Kyoto urges more samurai dramas: “Constant production is indispensable”

Image from the samurai action film “Hisshiken Torisashi”

by Robert Moorehead

According to Kyodo News, officials from Kyoto city and prefecture visited TV network offices to urge them to continue to broadcast samurai TV dramas. Why? Could it be because the dramas are often filmed in Kyoto, at the city’s film studios and the city doesn’t want to lose the jobs?

While that would seem like a reasonable concern, Kyoto officials packaged their concerns in terms of spreading “Japanese culture” around the world. The TV programs are “extremely effective” in teaching Japanese culture, according to the officials. But what version of Japanese culture are the TV shows teaching?
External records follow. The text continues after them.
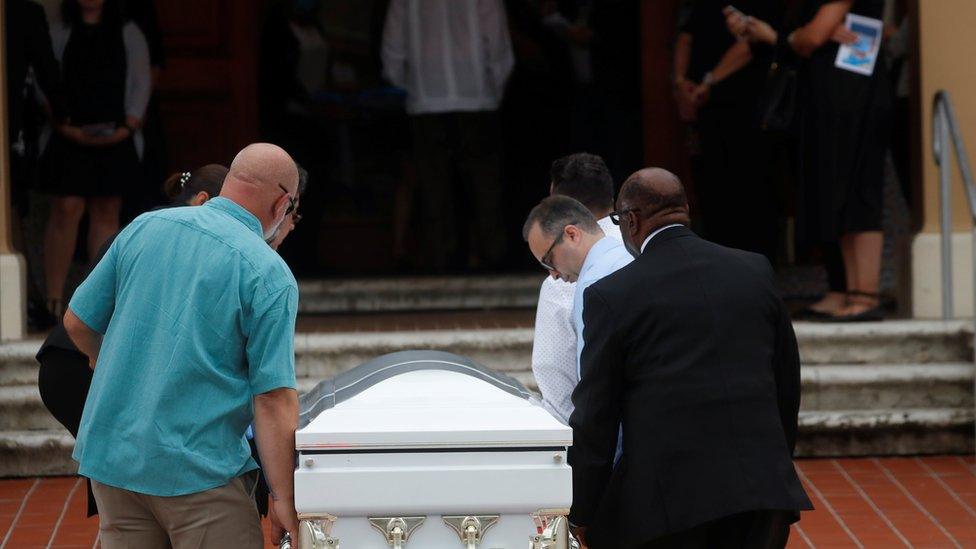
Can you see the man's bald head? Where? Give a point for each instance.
(265, 165)
(654, 191)
(650, 199)
(263, 179)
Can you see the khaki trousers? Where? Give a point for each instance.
(225, 516)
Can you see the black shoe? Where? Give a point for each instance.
(874, 314)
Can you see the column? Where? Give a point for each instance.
(13, 269)
(946, 49)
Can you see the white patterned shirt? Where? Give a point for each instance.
(554, 348)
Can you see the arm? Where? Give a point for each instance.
(270, 355)
(786, 369)
(737, 56)
(88, 341)
(554, 348)
(275, 422)
(92, 305)
(812, 36)
(596, 420)
(394, 48)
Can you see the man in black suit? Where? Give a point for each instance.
(690, 353)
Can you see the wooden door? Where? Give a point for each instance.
(208, 91)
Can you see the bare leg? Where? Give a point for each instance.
(103, 215)
(59, 242)
(865, 251)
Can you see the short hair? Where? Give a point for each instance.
(554, 213)
(651, 198)
(584, 177)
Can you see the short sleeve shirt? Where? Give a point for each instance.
(198, 316)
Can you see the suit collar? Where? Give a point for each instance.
(666, 236)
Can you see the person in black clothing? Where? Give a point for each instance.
(64, 375)
(690, 354)
(28, 46)
(718, 80)
(146, 196)
(844, 123)
(92, 158)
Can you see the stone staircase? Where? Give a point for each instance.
(896, 387)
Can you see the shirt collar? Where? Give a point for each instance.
(655, 233)
(238, 212)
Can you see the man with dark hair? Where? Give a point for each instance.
(585, 178)
(567, 240)
(690, 356)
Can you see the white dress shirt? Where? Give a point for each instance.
(450, 55)
(554, 348)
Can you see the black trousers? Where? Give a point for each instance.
(463, 147)
(750, 530)
(63, 381)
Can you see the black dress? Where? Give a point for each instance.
(734, 185)
(94, 70)
(844, 123)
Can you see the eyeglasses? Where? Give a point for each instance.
(615, 215)
(292, 201)
(546, 262)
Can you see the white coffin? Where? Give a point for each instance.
(423, 435)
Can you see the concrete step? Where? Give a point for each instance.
(36, 453)
(836, 433)
(321, 355)
(419, 293)
(825, 388)
(885, 432)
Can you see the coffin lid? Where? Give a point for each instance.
(424, 400)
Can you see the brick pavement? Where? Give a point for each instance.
(927, 502)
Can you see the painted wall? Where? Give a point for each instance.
(947, 49)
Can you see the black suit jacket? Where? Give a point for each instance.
(692, 351)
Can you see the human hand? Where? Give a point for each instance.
(843, 35)
(579, 532)
(701, 94)
(758, 30)
(580, 35)
(283, 519)
(72, 133)
(736, 21)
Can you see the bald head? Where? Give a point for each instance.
(651, 198)
(265, 165)
(263, 179)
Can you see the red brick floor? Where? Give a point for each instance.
(872, 502)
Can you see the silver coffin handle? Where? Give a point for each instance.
(470, 528)
(396, 530)
(315, 533)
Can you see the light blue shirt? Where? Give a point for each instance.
(605, 257)
(198, 314)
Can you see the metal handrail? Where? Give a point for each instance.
(944, 127)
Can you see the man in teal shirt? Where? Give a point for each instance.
(189, 323)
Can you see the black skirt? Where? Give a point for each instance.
(63, 381)
(845, 122)
(70, 169)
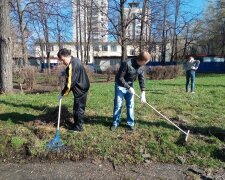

The last time I walked outside my home in Kyoto, I didn’t see any samurai walking down the street. Why the insistence on depicting an image of Japan that’s trapped in the era of samurai?

“Constant production is indispensable,” according to Kyoto governor Yamada and mayor Kadokawa, to preserve and pass on the knowledge of staff and artisans. Whether enough people actually watch the shows is apparently less important than keeping people employed in the time-honored, traditional practice of … making a television show. I would like to add that my family also requires “constant production,” that is, “constant employment” to preserve and pass on knowledge, to pay time-honored bills, and to continue the cultural practice of putting food on the table and a roof over our heads. So where’s my TV show?

How about new shows, like a drama about working in the accounting department at Olympus, where fudging the numbers, hiding losses, and padding wallets has been taken to a new level? You could even make one of the accountants dress like a samurai.

Or a show that combines samurai with cosplay?  In which a samurai travels through time to find himself winning a costume competition at Comicon.

Or the samurai get new neighbors from Brazil, and all sorts of wacky adventures ensue? The samurai could drown his sorrows by talking to a hostess from the Philippines at his favorite sunakku.

Or combine shows to make “My Samurai is a Foreigner” (Samurai wa gaikokujin), in which the lovable, romantic Tony Lazlo not only loves kanji but also is a samurai.

Or “My Wife Is a Foreign Samurai” (Okusama wa Gaikokujin Samurai), combining the Japanese pastimes of watching samurai dramas and gawking at foreigners.

Or last, but not least, a brave samurai attacks the radioactive fallout at Fukushima Dai-ichi, repairs the reactors, and then unleashes his wrath on TEPCO. Now that’s a show I’d watch.